Absorbance values >2, theoretically possible?

I’ve been boggled by this question in the topic ever since I
got absorbance readings on an ELISA test kit >2, up to Absorbance units of
3.5 and so on. 

I speculated how it could be possible, and with George’s
explanation came up with all sorts of theories that plate readers probably
correct for the light path etc.

In my mind, since the formula for absorbance is the following: Abs = 2 – log (%T), my thoughts were that it is impossible to have absorbance values more than 2.  Hence I thought Abs. should be discarded above 2.

I have however seen on this page,
which explained it quite well with a table, that it is indeed possible to
obtain absorbance values >2 if the light source is strong enough and the
spectrophotometer is sensitive enough to obtain accurate readings in this
range.

The theory is however, when the transmittance of <1% happens, log part of the formula (log%T), becomes a negative value.  One thus subtracts a minus, theoretically making absorbances possible to indefinite values.

Absorbance (optical density)	Transmittance %
0	100
1	10
2	1
3	0.1
4	0.01
5	0.001
6	0.0001

“At an absorbance of 6, only one 10,000^th of one percent of a particular wavelength is being transmitted through the filter (lens). Absorbance is measured with a spectrophotometer, which establishes the light transmission and calculates the absorbance.  However, the spectrophotometer can only measure absorbance up to 4.5 directly.  Beyond this level all values must be extrapolated.  For example, if a 2 mm thick filter is measured to have an absorbance of 3, then it is assumed that a 4 mm thick filter should have an absorbance of 6.”

Obviously there are still limitations to this and the general principle remains that absorbance units should be sought to be <1.8 (actually ideally now that I think of it <1.0) to make the standards and measurements more in the linear range (i.e. %Transmittance less than (100-10^10)=<90), for Abs. <1.  I do think however that spectrophotometers (and plate readers in particular) these days are probably more sensitive than historically and hence one could go up a bit with the absorbance, given the understanding of the limitations regarding imprecision at these Absorbance levels. 

One should understand that the absorbance >2 units does measure light intensity at a %Transmittance value between 99% and 100%, hence the room for error becomes exponentially bigger if the spectrophotometer’s CV is not precise enough at these %T values.

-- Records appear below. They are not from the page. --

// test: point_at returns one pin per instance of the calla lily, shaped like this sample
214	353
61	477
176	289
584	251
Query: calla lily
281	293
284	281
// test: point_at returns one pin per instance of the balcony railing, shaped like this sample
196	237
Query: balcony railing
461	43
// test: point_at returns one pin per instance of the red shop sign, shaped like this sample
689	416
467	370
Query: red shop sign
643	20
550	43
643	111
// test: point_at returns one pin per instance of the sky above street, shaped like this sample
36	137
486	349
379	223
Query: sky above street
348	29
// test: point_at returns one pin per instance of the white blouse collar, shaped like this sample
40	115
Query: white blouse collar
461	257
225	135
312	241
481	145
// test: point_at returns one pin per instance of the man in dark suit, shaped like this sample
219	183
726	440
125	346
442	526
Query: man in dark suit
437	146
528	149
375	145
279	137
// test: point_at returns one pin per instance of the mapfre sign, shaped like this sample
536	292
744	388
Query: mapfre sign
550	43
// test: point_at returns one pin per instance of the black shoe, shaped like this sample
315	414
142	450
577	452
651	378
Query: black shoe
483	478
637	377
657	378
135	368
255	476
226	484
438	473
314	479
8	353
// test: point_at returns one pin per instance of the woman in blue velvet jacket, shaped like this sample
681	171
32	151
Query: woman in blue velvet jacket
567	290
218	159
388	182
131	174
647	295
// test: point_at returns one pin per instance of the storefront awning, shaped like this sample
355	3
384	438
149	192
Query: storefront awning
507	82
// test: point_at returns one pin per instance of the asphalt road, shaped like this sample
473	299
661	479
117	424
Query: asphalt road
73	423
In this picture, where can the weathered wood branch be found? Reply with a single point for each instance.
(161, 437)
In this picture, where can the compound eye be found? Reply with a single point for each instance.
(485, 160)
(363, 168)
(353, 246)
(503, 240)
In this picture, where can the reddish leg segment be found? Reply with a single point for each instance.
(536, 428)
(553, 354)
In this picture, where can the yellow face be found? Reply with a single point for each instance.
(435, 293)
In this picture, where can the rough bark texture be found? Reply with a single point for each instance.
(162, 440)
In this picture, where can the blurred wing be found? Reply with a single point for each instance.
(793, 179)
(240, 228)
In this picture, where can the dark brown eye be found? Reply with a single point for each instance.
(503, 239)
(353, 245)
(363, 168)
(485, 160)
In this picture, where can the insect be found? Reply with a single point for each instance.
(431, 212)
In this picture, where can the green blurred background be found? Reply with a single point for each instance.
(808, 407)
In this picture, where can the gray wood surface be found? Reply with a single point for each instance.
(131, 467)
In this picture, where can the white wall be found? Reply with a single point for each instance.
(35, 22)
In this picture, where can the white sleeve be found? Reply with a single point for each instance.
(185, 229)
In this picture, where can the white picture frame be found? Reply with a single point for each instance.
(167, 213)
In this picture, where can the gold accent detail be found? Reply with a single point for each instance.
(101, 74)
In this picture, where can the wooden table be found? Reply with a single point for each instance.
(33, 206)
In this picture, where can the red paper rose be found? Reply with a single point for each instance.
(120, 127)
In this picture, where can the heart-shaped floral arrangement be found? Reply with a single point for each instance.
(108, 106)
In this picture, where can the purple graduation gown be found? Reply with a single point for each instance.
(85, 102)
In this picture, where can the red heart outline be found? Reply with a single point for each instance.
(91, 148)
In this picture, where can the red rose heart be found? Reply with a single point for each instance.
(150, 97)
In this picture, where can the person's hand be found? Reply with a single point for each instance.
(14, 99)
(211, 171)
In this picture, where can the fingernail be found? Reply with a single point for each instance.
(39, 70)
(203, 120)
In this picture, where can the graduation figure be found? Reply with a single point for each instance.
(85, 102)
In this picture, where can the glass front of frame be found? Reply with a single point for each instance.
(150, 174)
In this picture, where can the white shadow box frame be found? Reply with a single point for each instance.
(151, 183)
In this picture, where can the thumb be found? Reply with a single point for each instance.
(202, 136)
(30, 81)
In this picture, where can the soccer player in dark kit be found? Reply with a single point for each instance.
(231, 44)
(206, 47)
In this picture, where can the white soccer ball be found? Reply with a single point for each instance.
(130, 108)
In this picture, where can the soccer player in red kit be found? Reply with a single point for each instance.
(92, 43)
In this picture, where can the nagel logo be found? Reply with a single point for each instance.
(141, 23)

Still to be revealed to me is the fact that absorbance
values I obtained in Spectrophotometers and plate readers often did not
correlate well, even when correcting for the light path length, and I would
probably just need to read more to get proper clarity, or the path length
through the well in the plate reader was not accurately measured by me. 
One way to correct for path length of water could be to measure the absorbance
of the water / solvent at 977nm (infrared; IR) and correct therefor, but most
specs we use don’t have IR measuring capabilities.